A. The fracking industry is regulated by each individual state, with a limited amount of federal oversight.

A. The EPA (Environmental Protection Agency) does not regulate fracking per se. Under the Energy Policy Act of 2005, the injection of fracking fluids is not regulated by the EPA under the Safe Drinking Water Act unless diesel fuel is being injected.

However, the EPA’s Office of Water is allowed to regulate the waste disposal of flowback. Disposal of flowback into interstate surface waters is regulated under the National Pollutant Discharge Elimination System (NPDES).

The NPDES regulates and issues permits to companies discharging pollutants into U.S. waters through industrial, municipal ditches and pipes and other such point sources. The states themselves have varying levels of authority to administer the NPDES. For example, Colorado, Wyoming, Montana, Texas, Oklahoma and Kansas are only partially authorized.** Colorado has an approved NPDES permit program but does not have its own federally approved state pretreatment program or an NPDES approved biosoils (sludge) pretreatment program for releasing fluids into surface waters.

A. Yes. The EPA would like to know more about the fracking industry in relation to its impact on the country’s water resources. It has been conducting a detailed study that it has told IX Power Clean Water will be available in the early months of 2015.

A. The EPA has stated it is interested in fracking because its use is becoming more prevalent. This is due to many factors including advances in horizontal drilling technologies and new fluid formulations that improve economics, and new access to different formations (shale, coalbeds, tight sands). The EPA is taking a hard look at fracking because “unconventional” gas, which is what most fracking is performed to reach, is perceived to represent a significant future domestic energy source. So, fracking isn’t going away anytime soon!

Because fracking has become so prevalent, the EPA wants to investigate the potential for endangerment of water supplies. The EPA wants to understand the impact of fracking on the many new and different geographic and geologic settings that are being approached. Formations adjacent to fracking sites may contain metals, radionuclides, salts, or other constituents that may be mobilized and impact water quality without careful procedures. The EPA wants to ensure that fracking chemicals, water, wastes and residuals from this type of drilling do not impose risks to public health, water resources or the environment.

A. The US House of Representatives requested that the EPA conduct scientific research to examine the relationship between hydraulic fracturing and drinking water resources (USHR, 2009). The study began in 2011 and with its efforts the EPA is working to better characterize the amounts and sources of water currently being used for hydraulic fracturing operations, including recycled water, and how these withdrawals may impact local drinking water quality and availability.

A. The EPA is looking at the following areas of the hydraulic fracturing water cycle.
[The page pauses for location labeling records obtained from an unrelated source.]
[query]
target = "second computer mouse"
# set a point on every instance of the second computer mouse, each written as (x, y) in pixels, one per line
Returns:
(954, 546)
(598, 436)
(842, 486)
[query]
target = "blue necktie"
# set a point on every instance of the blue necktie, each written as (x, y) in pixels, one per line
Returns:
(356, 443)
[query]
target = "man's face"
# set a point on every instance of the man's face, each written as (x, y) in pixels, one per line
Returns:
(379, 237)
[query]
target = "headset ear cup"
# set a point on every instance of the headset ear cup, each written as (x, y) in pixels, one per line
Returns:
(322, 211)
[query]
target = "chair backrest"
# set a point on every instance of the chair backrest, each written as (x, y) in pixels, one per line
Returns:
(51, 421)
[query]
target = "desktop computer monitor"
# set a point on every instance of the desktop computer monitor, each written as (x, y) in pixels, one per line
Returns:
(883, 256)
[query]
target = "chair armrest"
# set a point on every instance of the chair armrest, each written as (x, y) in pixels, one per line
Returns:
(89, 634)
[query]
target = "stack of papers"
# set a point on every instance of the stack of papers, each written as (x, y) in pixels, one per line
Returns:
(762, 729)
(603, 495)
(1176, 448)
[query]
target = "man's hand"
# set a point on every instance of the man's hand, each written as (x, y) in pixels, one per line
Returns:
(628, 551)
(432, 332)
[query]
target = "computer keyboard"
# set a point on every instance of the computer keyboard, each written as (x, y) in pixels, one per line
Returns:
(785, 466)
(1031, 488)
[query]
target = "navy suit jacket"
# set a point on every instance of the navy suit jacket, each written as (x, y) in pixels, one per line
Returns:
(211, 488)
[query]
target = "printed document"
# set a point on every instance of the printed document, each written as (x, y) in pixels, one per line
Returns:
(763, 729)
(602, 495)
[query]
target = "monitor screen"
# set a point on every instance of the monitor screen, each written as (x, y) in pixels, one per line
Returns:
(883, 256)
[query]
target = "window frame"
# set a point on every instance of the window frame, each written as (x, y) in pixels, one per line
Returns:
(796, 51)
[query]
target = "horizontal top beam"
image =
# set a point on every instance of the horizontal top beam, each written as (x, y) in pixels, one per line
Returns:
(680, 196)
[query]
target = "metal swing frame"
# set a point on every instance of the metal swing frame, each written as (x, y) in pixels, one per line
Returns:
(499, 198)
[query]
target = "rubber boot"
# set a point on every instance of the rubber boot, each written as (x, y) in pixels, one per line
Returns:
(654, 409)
• Water acquisition: What are the possible impacts of large volume water withdrawals from ground and surface waters on drinking water resources?
• Chemical mixing: What are the possible impacts of hydraulic fracturing fluid surface spills on or near well pads on drinking water resources?
• Well injection: What are the possible impacts of the injection and fracturing process on drinking water resources?
• Flowback and produced water: What are the possible impacts of flowback and produced water (collectively referred to as “hydraulic fracturing wastewater”) surface spills on or near well pads on drinking water resources?
• Wastewater treatment and waste disposal: What are the possible impacts of inadequate treatment of hydraulic fracturing wastewater on drinking water resources?

A. STRONGER, is an acronym for State Review of Oil and Natural Gas Environmental Regulations. STRONGER was formed in 1999 to reinvigorate and carry forward the state review process begun cooperatively in 1988 by the U.S. Environmental Protection Agency (EPA) and the Interstate Oil and Gas Compact Commission (IOGCC).

STRONGER is a non-profit, multi-stakeholder organization whose purpose is to assist states in documenting the environmental regulations associated with the exploration, development and production of crude oil and natural gas. STRONGER shares innovative techniques and environmental protection strategies and identifies opportunities for program improvement. The state review process is a non-regulatory program and relies on states to volunteer for reviews.

U.S. EPA and the U.S. Department of Energy have provided grant funding to STRONGER to support its activities. The American Petroleum Institute has also provided no-strings attached funding to support the state review process. STRONGER invites participation in the state review process. They seek volunteers from both states and interested citizens. They also invite inquiries about the process and the concepts of direct evaluation of environmental regulatory performance.